Justice White, dissenting to Roe and Doe, declared that the Court had invested mothers and doctors with the “constitutionally protected right to exterminate” “human life” for reasons of “convenience, family planning, economics, dislike of children, the embarrassment of illegitimacy, etc.,” and for reasons of “whim or caprice.”
Following Roe and Doe, nearly every state in the Union tried to restrict the scope of the decisions. The Supreme Court and lower federal courts then proceeded to deprive the legislatures of their right to enact almost any kind of regulation about the mother’s right to kill her unborn baby.
The federal courts knocked out the laws of 12 states which required the mother to get the consent of her husband. In Planned Parenthood v. Danforth, the Supreme Court knocked out the laws of 22 states requiring minor mothers to obtain parental consent before having an abortion. The Court said parental consent could not be required even though there was not a single state that allowed a girl, still under the care of her parents, to undergo any other operative procedure without her parents’ consent.
In Bellotti v. Baird the Supreme Court held that a Massachusetts law gave too much power to parents by requiring that they be notified before their minor daughters get abortions or go to court for approval. The Court lifted the right to abortion to “a constitutional right of unique character” and held that a girl under age 18, ummarried and pregnant and without consultation with parents, should be allowed to satisfy the court “that she is mature and well-informed enough to make intelligently the abortion decision on her own.” How such a child could be “mature” was not explained.
Frustrated in every attempt to put practical regulations on a mother of any age to abort her baby of any age, Congress turned to the use of its preeminent constitutional power, the power of the purse.

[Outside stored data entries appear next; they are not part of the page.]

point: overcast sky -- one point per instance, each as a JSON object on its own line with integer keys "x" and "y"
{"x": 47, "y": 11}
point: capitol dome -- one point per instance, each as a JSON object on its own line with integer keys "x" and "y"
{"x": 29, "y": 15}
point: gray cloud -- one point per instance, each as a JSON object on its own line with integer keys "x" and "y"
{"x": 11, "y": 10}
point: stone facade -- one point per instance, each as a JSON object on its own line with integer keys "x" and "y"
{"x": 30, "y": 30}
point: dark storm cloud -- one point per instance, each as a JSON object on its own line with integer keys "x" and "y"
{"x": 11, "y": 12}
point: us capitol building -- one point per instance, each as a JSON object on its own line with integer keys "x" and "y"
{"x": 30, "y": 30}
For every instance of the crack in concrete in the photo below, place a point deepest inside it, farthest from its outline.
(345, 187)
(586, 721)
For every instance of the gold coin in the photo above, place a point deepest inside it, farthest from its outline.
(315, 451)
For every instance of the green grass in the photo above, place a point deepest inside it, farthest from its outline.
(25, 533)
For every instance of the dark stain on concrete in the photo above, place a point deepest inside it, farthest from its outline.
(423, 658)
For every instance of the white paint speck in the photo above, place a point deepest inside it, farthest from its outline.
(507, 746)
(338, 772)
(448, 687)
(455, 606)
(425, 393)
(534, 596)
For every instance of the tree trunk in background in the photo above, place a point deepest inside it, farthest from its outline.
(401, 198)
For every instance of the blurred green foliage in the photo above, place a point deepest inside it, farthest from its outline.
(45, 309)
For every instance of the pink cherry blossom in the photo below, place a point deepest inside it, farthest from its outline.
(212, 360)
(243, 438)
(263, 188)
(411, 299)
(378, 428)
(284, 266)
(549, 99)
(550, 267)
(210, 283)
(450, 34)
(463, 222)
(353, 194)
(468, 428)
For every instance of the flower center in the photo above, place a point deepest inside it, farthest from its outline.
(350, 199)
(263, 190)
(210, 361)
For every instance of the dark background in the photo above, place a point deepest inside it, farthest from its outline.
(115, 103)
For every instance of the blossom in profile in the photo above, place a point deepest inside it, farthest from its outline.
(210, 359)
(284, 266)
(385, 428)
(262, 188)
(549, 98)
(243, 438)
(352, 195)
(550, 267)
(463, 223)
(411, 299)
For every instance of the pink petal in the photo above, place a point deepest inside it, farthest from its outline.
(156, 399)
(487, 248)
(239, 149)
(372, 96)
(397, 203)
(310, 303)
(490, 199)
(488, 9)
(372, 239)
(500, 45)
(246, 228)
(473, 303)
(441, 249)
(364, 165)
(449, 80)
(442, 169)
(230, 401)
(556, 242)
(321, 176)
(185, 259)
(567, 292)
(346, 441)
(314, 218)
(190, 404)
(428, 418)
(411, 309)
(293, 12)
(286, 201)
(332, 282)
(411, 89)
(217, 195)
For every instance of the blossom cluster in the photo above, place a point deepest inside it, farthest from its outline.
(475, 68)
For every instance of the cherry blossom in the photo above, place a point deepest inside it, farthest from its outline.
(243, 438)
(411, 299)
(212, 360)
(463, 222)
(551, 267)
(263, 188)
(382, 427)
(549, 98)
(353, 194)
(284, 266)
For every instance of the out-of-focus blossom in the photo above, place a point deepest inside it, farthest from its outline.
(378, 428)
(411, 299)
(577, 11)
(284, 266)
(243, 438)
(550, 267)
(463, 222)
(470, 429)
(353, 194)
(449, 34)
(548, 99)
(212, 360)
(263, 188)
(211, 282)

Under the Hyde Amendment, the Federal Government was ordered not to pay for abortions unless necessary to save the mother’s life.
The lower federal courts are now trying to outdo the Supreme Court in a passion to please the pro-abortionists. Federal court Judge John Dooling ruled on Jan. 15 of this year a woman has a constitutional right to have her abortion paid for by public monies since any abortion is “necessary” if the mother claims it is necessary.
This poses the issue of whether the legislatures, which are accountable to the voters every two years, or the federal judges, who are accountable to no one, should have the power to force us to spend tax dollars to kill unborn babies. Congress and the state legislatures have done their legislative best to resist the federal courts’ usurpation of policy-making authority on this issue, but have been unsuccessful.
The solution is a constitutional amendment achieved through the political process. That’s why abortion is a key issue of the 1980 election year, and all candidates will have to face up to this question.